Nate quickly noted which words were yellow and which were red as the rest of the class trickled in around him.
***
When Nate reached Brick Jone’s class, he found the man already sitting at his desk. The teacher was leaning over something with a look of incredible focus on his face.
Walking up to the side of his desk, he had a feeling he knew what the man was so absorbed in reading. Taking a quick peek, he grinned and leaned closer.
“It came in then?”
Brick started in surprise, the crown of his head nearly bumping into Nate’s nose. “You startled me! What was that? Oh, uh yes. Last night, actually. They managed to finish copying it early and were able to get it delivered right to my house. You still won’t get it till Monday though.”
“That’s fine. I’m still working on properly incorporating the shadow meditation art. I’m making progress on it and my overall cultivation speed has improved, but I still have a long way to go on it.
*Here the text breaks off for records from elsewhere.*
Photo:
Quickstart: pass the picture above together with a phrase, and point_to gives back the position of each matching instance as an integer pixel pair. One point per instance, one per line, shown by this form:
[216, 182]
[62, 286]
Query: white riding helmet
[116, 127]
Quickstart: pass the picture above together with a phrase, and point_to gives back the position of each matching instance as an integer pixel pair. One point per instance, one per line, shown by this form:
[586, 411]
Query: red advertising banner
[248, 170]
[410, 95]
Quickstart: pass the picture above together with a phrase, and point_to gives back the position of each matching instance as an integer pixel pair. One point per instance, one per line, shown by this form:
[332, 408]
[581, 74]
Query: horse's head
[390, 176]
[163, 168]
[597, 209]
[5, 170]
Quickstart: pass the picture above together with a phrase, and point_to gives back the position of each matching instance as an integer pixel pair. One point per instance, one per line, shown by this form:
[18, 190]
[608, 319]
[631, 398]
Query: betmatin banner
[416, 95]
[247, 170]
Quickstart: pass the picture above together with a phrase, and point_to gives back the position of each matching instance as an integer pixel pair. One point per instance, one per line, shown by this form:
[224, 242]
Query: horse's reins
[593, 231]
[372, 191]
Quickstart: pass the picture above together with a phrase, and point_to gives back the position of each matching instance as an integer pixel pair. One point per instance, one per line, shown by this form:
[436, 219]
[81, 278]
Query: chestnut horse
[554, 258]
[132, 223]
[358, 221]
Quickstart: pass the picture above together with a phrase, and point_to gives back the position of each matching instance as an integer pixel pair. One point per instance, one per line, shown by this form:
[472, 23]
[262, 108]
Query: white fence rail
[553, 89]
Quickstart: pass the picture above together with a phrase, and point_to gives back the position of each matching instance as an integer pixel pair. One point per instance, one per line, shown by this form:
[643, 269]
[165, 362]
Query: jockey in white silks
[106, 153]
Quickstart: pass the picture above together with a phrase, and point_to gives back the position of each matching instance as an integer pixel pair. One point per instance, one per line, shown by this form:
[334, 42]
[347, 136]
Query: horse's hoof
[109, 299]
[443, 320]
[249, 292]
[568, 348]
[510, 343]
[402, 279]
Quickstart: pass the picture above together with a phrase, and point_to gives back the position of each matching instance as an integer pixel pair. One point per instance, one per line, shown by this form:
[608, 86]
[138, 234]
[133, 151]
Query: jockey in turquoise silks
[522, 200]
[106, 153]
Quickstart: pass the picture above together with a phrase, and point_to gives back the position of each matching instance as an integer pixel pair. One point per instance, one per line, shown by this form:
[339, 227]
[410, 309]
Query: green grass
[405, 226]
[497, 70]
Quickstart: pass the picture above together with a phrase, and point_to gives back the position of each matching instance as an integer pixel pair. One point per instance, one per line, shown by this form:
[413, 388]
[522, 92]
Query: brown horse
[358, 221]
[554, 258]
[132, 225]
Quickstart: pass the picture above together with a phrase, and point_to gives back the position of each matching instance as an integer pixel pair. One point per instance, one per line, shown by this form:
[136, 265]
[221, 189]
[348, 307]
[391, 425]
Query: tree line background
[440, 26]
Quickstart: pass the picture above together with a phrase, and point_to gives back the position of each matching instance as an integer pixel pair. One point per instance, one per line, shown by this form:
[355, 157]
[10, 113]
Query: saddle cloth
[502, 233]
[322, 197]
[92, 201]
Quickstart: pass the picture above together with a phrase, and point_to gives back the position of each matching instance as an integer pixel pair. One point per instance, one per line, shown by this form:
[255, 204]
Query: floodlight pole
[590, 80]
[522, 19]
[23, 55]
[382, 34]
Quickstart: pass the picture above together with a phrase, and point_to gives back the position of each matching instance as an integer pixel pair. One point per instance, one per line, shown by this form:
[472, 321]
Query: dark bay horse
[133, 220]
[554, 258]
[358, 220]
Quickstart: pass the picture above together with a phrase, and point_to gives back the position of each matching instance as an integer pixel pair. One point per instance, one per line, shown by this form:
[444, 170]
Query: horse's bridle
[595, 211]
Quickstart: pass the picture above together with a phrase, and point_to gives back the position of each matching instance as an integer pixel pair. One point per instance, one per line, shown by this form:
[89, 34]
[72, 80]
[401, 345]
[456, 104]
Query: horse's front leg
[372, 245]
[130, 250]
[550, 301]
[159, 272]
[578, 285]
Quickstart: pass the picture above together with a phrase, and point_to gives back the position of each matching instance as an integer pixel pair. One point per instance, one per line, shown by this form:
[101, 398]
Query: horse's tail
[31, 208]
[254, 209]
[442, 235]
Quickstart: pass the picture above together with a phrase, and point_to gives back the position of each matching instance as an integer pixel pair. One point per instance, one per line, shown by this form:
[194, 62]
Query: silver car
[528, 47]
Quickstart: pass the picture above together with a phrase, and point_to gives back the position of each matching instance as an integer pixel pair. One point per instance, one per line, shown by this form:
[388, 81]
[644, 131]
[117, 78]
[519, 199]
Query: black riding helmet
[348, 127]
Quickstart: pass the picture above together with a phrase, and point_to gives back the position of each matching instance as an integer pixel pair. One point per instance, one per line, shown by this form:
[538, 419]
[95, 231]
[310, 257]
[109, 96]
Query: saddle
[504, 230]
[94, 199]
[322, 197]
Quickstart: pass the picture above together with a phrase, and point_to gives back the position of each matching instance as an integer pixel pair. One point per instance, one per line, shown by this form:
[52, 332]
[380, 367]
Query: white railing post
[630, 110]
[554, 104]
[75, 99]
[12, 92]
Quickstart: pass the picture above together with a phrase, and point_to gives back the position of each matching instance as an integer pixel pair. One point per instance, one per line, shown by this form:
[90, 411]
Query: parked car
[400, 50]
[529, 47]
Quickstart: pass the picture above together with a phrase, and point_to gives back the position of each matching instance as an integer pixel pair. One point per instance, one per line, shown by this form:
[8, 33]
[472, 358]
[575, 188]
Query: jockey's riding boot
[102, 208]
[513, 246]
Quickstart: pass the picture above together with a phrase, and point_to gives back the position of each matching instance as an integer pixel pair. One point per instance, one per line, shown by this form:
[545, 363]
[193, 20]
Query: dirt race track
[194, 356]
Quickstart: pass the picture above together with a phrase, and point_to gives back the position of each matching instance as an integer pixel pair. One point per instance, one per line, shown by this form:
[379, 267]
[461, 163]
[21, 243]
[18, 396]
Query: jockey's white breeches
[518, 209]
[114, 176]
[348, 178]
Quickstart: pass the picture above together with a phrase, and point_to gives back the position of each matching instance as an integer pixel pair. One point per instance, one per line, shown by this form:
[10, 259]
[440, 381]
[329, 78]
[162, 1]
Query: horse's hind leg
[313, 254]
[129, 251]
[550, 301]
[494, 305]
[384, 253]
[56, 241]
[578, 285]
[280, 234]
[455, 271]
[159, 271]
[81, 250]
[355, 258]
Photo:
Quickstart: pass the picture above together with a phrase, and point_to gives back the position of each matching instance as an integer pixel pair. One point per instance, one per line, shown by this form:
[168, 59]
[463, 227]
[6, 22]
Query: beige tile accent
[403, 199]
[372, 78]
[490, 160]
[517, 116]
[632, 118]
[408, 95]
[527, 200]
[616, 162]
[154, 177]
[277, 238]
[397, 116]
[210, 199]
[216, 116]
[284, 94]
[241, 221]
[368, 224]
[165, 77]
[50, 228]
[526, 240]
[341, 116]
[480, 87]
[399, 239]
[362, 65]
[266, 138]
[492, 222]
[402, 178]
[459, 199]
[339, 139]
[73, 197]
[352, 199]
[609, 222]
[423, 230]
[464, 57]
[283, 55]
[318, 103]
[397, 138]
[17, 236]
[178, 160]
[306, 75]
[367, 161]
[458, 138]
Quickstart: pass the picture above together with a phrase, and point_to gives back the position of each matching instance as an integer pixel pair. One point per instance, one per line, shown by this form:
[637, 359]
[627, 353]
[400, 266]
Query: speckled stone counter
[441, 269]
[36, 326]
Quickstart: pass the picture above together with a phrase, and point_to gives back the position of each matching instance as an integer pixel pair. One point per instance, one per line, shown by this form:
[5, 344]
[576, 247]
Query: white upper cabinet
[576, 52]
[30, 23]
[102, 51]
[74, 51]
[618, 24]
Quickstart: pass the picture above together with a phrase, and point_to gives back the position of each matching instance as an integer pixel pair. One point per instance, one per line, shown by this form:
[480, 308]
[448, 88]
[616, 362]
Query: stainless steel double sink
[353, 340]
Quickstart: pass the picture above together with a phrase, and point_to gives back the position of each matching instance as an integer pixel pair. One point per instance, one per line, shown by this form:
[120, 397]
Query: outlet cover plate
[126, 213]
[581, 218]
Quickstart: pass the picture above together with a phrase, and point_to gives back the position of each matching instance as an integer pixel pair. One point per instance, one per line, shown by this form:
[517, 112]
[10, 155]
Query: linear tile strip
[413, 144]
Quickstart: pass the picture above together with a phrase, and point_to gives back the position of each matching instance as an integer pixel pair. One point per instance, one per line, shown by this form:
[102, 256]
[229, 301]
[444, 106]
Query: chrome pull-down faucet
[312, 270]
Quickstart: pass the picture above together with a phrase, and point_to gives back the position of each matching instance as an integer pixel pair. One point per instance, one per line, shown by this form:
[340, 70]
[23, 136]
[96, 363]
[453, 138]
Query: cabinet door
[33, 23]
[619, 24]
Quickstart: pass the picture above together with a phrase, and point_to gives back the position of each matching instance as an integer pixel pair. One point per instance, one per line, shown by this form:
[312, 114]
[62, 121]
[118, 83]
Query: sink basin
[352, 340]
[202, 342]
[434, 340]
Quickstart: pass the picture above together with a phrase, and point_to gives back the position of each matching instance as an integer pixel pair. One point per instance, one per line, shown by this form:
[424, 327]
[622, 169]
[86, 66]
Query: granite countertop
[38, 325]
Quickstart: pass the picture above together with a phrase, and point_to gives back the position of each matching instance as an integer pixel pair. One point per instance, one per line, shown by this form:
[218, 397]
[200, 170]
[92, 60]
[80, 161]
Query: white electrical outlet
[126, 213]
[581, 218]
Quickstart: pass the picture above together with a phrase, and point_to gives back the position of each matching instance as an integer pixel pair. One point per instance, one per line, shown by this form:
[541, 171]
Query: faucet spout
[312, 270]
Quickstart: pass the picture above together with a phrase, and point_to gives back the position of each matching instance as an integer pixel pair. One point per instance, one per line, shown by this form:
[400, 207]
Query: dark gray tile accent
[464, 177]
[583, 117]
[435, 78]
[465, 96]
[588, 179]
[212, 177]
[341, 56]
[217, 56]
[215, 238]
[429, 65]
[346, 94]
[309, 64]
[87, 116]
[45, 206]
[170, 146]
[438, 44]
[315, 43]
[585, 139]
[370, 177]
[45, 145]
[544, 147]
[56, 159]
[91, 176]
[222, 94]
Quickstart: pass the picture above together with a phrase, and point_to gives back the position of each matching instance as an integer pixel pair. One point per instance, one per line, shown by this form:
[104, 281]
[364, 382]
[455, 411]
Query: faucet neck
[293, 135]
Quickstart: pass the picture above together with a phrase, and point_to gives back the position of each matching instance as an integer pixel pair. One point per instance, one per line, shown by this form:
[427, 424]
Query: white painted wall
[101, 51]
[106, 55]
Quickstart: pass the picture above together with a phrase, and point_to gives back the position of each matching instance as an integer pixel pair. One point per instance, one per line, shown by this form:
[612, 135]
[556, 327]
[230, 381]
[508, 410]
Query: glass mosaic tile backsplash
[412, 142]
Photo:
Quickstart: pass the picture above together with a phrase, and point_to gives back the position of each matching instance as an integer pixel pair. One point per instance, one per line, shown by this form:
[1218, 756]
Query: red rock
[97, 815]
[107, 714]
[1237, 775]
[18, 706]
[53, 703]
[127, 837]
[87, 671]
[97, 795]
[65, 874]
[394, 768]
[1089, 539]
Speaking of which, check out what I discovered earlier today.” Nate quickly told him about how he had written out the first part of the meditation art, and what it had shown him.
“That is incredible!” Brick immediately grabbed a pen and paper and wrote out the first stanza of one of his own meditation arts. “Tell me what you see.”
Nate activated his energy skill and saw the now familiar mix of colors.
The teacher frowned as Nate told him what he was seeing. “Interesting. I have a twice-evolved version of the basic tie’s skill myself, that is part of the reason I knew about it in the first place. I admit that I never experimented with it much when I was younger, something that I regretted when I learned what it was truly capable of. This though… this is odd. What I see is completely different from what you see.”
“Is it trying to modify the ties to make them more appropriate for the wielder?” Nate asked.
Brick shook his head. “That isn’t how the skill works, or at least it shouldn’t be. That would be a possible evolution, but you have only had the skill for a day. You are months at the earliest, away from the first skill evolution. It is interesting though, I admit. What you are seeing is personalized to you. What I am seeing, isn’t. There is far more yellow than yours, and next to no red. Which means this stanza only needs a few modifications to become better.”
“Couldn’t it just mean that meditation art is already suited for you? It is one of yours, right?”
The teacher shook his head. “No, this isn’t for one of my affinities. This is actually Lindsay’s meditation art.”
Nate pulled back and tapped his lip. “Hmm, well, mine will help me, but yours will help others. Definitely suited for a teacher. I’m kind of sad that I can’t help them as well, but maybe in the future I’ll be able to personalize their meditation arts in the same way I can mine.”
“It’ll be interesting to see for sure. Still, this really is an incredible discovery. How did you even think to try this?”
“I noticed that basic ties only works with items that have qi inside them. I don’t know, it just made sense to me that this would work. I mean, assuming that I had been able to control my qi while writing it out, that is. The words making up the stanza would have qi and the skill should still be able to tell what it was supposed to do from my existing knowledge of the art.
“That last part is where I really became unsure if it would work or not. Just because I know something doesn’t mean the energy skill does. However, during my experiments with it last night, I saw enough examples where it used my own knowledge for certain things that I felt confident it would work.”
“Just how late did you stay up last night practicing?”
“Hmm, not very- Oh look, the girls are here, time to start class,” Nate told him with a grin, abruptly changing the subject.